Tetapi aneh buat saya. Perusahaan vendor seluler sebesar Telkomsel justru bersikap kurang profesional. Di akhir pekan sebelum Lebaran kemarin, sekitar 60 persen pesan SMS Premium macet, tak bisa terkirim ke pengguna akhir. Padahal urusan setoran pendapatan dari content provider (CP) harus lancar, harus penuh sesuai perjanjian, tak peduli ada masalah atau tidak.
Jika ada masalah seperti itu biasanya CP berusaha menghubungi content manager di Telkomsel. Jawabannya hampir seragam. "Mohon maaf pak, orang-orang IT kita terbatas dan sekarang sedang mencari penyebabnya."

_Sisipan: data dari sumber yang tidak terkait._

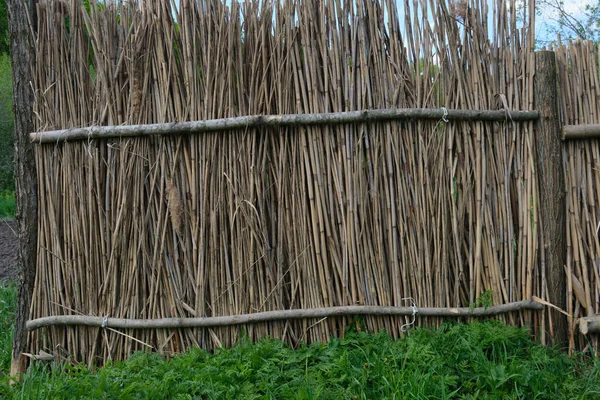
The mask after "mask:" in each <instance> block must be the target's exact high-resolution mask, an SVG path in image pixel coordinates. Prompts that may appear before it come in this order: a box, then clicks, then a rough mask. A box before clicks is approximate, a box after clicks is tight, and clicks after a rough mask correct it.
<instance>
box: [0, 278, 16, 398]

Namun selalu saja masalah koneksi (pesan tidak bisa dikirim ke ponsel konsumen) selalu terjadi. Sebab masalah biasanya terbatasnya tenaga IT mereka. Padahal untuk perusahaan sebesar Telkomsel memperbesar anggaran gaji untuk menambah tenaga IT rasanya tidak terlalu memberatkan. Atau setidaknya mereka bisa menambah tenaga troubleshooting yang stand-by di malam akhir pekan atau saat libur. Kontinyu dengan sistem shift dan rotasi.
Konsumen dan CP tentu saja bisa berpikir yang tidak-tidak jika Telkomsel bekerja kurang responsif terhadap masalah. Apalagi perusahaan dengan konsumen terbesar di Indonesia itu sekarang sudah punya layanan premium sendiri baik untuk informasi sepakbola maupun umum.
Seringnya masalah seperti ini tentu tak baik di mata klien dan konsumen. Semoga Telkomsel mau mendengar keluhan ini.